Chez Au-delà du Silence, notre engagement associatif s’ancre directement dans ce constat d’urgence. Voici ce qu’il faut retenir de ce rapport historique et pourquoi notre combat est essentiel.

Les chiffres du vertige : un fléau inouïe
Pendant des décennies, l’inceste a été traité comme un fait divers, une anomalie rare commise par des prédateurs isolés. La CIIVISE a balayé cette idée reçue en démontrant que l’inceste est un fait social systémique.
Les données sont implacables :
- 160 000 enfants sont victimes de violences sexuelles chaque année en France.
- Cela représente un enfant toutes les 3 minutes.
- Dans 80% des cas, l’agresseur est un membre de la famille ou un proche de confiance.
Derrière ces statistiques , il y a des vies brisées, des enfances volées. Ces un traumatisme qui perdure souvent toute la vie, sans prise en charge adaptée.
Le “Climat Incestuel” : le piège du silence
Au-delà des agressions physiques, le rapport met en lumière un concept clé : le “climat incestuel”.
C’est une ambiance toxique où la confusion des rôles règne au sein du foyer. L’intimité de l’enfant n’y est pas respectée, la pudeur est bafouée et la parole est confisquée et étouffée. Ce climat prépare souvent le terrain au passage à l’acte et enferme l’enfant dans un conflit de loyauté destructeur. C’est ce silence, imposé par l’agresseur et souvent maintenu par l’entourage,. Une omerta qui constitue la première barrière à la protection.
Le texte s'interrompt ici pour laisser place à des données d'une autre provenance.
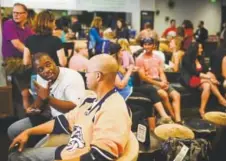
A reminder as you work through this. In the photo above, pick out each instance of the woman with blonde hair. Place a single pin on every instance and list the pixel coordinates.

Moins de 1% des agresseurs sont condamnés.
Ce taux d’impunité envoie un message dévastateur aux victimes : “On ne vous croit pas” ou “Ce n’est pas assez grave”. Le système judiciaire, souvent mal formé aux mécanismes psychotraumatiques de l’enfant (amnésie traumatique, sidération, dissociation), peine encore à protéger efficacement les plus vulnérables.
Au-delà du Silence : Recréer du lien là où tout a été brisé
C’est face à cette “faillite” de la protection institutionnelle que la société civile doit prendre le relais. L’association Au-delà du Silence a été créée pour offrir une alternative immédiate : un espace sécurisé où la parole peut enfin se libérer.
Notre mission repose sur des principes simples mais vitaux, qui manquent cruellement dans le parcours des victimes :
- Croire la parole : Offrir une écoute inconditionnelle et bienveillante. Pour une victime, être crue est la première étape de la guérison.
- Briser l’isolement : L’agresseur isole sa proie. Nous reconnectons les survivants entre eux pour transformer la honte en force collective.
- Accompagner vers la résilience : Parce qu’une vie ne se résume pas au statut de victime, nous œuvrons pour aider chacun à se reconstruire, socialement et psychologiquement, après le traumatisme.
Il est temps d’agir
Les 160 000 enfants de cette année ne peuvent pas attendre. Les adultes victimes, qui portent ce fardeau depuis des années, ne doivent plus se cacher.
Le rapport CIIVISE a ouvert les yeux de la France. Il nous appartient maintenant, ensemble, de ne plus les refermer.